El concepto Estado ha sido objeto de diversas definiciones, sin embargo, desde la ciencia del derecho se construye a partir de la conjunción de tres elementos: pueblo, territorio y soberanía. Desde la ciencia política el concepto de Estado se centra en la forma de organización jurídico-política por antonomasia, siendo al mismo tiempo, una comunidad política estable que agrupa una población en interacción social; e institución jerárquica fundada sobre impuestos y leyes que regulan a ese grupo humano.
En Venezuela, la noción del Estado se ha conjugado con la función del Gobierno y del partido político, el presidente del partido, es el conductor del Gobierno y Jefe del Estado; asimismo las castas políticas, familiares y militares, asumen ser los garantes del Estado, y asumen su representación individual, sobre los derechos ciudadanos, un ejemplo de esto se evidencia cuando se dice: la alcaldesa, el gobernador, el Presidente dan, becas, sillas de ruedas, casas, etc., ¿quién está dando, el Estado o la persona en particular?, y si el aporte lo hace el Estado, el ciudadano tampoco debería ver esto como un regalo, porque existen derechos que están consagrados en la Carta Magna, que favorecen a los ciudadanos.

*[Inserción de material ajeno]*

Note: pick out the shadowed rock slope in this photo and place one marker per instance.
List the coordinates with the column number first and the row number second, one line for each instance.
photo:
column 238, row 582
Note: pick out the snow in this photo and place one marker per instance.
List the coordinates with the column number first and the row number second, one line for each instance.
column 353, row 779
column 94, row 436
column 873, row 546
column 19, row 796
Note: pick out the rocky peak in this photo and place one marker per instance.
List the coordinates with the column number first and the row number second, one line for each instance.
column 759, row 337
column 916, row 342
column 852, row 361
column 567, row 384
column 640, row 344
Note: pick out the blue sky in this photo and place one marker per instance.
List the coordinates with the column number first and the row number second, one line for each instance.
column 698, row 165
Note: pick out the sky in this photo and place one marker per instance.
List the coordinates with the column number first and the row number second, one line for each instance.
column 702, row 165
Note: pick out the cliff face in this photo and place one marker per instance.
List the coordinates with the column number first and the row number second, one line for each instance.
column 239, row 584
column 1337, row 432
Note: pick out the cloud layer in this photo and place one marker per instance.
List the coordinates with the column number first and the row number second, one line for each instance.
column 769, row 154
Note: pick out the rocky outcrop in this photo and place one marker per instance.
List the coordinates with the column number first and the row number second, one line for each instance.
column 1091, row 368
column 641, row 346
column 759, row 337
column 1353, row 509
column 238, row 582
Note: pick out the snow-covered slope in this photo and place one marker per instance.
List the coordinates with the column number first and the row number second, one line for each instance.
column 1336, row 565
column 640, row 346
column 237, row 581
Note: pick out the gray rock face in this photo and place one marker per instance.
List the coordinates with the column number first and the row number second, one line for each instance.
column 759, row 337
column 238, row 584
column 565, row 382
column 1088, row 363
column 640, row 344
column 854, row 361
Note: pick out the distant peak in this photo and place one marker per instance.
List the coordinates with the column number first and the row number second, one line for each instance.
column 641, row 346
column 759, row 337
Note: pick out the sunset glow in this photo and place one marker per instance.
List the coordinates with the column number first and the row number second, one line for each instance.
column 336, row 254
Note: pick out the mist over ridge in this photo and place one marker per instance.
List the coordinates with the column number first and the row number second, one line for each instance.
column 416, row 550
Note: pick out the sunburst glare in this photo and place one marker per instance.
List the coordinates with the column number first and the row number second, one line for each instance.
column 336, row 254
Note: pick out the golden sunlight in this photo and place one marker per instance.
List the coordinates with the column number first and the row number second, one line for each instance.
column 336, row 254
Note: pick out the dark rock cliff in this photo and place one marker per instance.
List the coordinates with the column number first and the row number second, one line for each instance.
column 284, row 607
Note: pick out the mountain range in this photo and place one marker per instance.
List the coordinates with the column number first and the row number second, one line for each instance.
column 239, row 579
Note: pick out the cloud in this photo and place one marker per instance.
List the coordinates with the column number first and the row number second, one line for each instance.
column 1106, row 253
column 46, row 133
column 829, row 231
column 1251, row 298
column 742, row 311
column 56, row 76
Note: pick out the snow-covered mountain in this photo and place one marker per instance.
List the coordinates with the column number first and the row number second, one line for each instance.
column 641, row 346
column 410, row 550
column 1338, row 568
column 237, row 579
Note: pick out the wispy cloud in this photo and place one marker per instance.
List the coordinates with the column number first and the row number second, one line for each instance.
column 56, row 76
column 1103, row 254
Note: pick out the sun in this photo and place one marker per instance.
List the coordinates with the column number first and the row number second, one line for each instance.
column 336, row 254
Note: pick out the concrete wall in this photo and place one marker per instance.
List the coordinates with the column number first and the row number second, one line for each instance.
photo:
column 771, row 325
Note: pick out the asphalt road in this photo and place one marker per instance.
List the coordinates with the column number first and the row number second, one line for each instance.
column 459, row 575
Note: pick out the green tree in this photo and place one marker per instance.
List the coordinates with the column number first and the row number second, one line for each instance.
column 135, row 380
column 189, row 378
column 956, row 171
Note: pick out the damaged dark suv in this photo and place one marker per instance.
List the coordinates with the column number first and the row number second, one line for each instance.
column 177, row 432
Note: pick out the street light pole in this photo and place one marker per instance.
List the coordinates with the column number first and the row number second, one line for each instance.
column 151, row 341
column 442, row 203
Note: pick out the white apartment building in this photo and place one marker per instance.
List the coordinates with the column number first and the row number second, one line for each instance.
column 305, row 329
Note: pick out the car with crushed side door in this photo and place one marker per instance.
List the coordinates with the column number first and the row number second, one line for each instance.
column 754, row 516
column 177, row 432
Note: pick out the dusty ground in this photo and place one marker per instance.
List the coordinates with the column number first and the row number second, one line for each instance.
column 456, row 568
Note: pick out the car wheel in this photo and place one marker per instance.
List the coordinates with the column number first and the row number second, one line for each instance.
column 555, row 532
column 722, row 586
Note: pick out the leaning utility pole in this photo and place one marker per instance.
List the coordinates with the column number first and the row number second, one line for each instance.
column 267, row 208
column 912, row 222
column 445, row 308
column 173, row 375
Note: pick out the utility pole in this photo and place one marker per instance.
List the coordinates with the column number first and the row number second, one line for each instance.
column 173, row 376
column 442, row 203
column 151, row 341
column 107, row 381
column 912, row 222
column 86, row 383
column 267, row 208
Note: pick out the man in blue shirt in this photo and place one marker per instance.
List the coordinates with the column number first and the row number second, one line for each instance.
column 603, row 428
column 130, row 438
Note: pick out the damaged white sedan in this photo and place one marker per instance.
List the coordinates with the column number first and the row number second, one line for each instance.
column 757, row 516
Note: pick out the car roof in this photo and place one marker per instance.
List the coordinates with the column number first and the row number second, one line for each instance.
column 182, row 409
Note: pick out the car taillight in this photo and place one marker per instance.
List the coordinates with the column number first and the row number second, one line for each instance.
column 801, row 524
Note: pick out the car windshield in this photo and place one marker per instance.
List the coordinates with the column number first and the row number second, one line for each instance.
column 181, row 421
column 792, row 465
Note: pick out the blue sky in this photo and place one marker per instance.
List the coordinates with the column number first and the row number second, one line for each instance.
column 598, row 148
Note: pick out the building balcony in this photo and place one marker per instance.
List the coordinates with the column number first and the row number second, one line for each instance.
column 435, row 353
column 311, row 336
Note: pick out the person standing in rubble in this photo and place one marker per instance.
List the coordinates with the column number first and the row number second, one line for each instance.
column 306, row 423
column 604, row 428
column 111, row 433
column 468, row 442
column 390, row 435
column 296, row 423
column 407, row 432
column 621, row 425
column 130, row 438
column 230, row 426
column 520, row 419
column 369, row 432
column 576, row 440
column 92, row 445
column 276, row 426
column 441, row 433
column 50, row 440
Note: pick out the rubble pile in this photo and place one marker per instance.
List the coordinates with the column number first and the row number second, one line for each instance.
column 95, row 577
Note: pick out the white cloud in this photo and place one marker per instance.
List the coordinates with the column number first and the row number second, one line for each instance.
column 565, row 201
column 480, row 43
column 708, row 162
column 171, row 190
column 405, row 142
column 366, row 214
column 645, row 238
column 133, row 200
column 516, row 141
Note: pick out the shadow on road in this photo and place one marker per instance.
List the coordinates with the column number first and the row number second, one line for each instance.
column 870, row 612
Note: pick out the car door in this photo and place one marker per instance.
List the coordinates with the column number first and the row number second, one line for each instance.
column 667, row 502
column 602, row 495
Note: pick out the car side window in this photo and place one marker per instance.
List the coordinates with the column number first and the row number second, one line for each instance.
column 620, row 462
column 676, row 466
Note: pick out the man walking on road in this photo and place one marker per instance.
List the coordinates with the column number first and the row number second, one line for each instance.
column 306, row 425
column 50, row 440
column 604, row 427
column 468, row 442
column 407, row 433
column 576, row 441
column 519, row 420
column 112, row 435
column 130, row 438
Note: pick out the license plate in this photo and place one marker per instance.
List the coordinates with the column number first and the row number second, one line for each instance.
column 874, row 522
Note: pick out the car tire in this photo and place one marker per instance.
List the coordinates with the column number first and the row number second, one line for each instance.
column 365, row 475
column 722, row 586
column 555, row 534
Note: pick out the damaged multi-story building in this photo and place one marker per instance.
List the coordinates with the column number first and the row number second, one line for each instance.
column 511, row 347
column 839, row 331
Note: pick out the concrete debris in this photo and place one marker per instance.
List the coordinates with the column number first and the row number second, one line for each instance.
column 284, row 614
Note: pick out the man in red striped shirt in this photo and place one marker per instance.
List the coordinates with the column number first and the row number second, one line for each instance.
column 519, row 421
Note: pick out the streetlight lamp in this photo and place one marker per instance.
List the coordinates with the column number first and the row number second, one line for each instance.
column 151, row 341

Sin embargo, ese principio de la esencia democrática, donde cada quien tiene derechos y deberes ante el Estado, no todos los ciudadanos lo tienen claro. El ciudadano suele creer que la figura que representa el Estado le está haciendo un favor y muchos gobernantes que asumen posiciones de Estado, se consideran perpetuos en sus cargos políticos (alcaldes, gobernadores, presidentes) extendiendo su primacía demagógica a sus familiares, confundiendo la democracia con monarquía.
Por lo tanto, la ciudadanía debe conocer el valor de la democracia, la democracia como principio político, el ciudadano debe entender la esencia de la democracia. Por ejemplo, el joven que vive en el barrio más paupérrimo de Maracaibo debe entender y saber que él tiene y debería tener las mismas oportunidades que goza otro joven que viva en la zona más pudiente de la ciudad, y esa es la oportunidad que debe brindarle la democracia, que pueda beneficiar a todos, no solamente a un grupo a una clase social o política, es palabras de Lincoln: “La democracia, es del pueblo y para el pueblo”.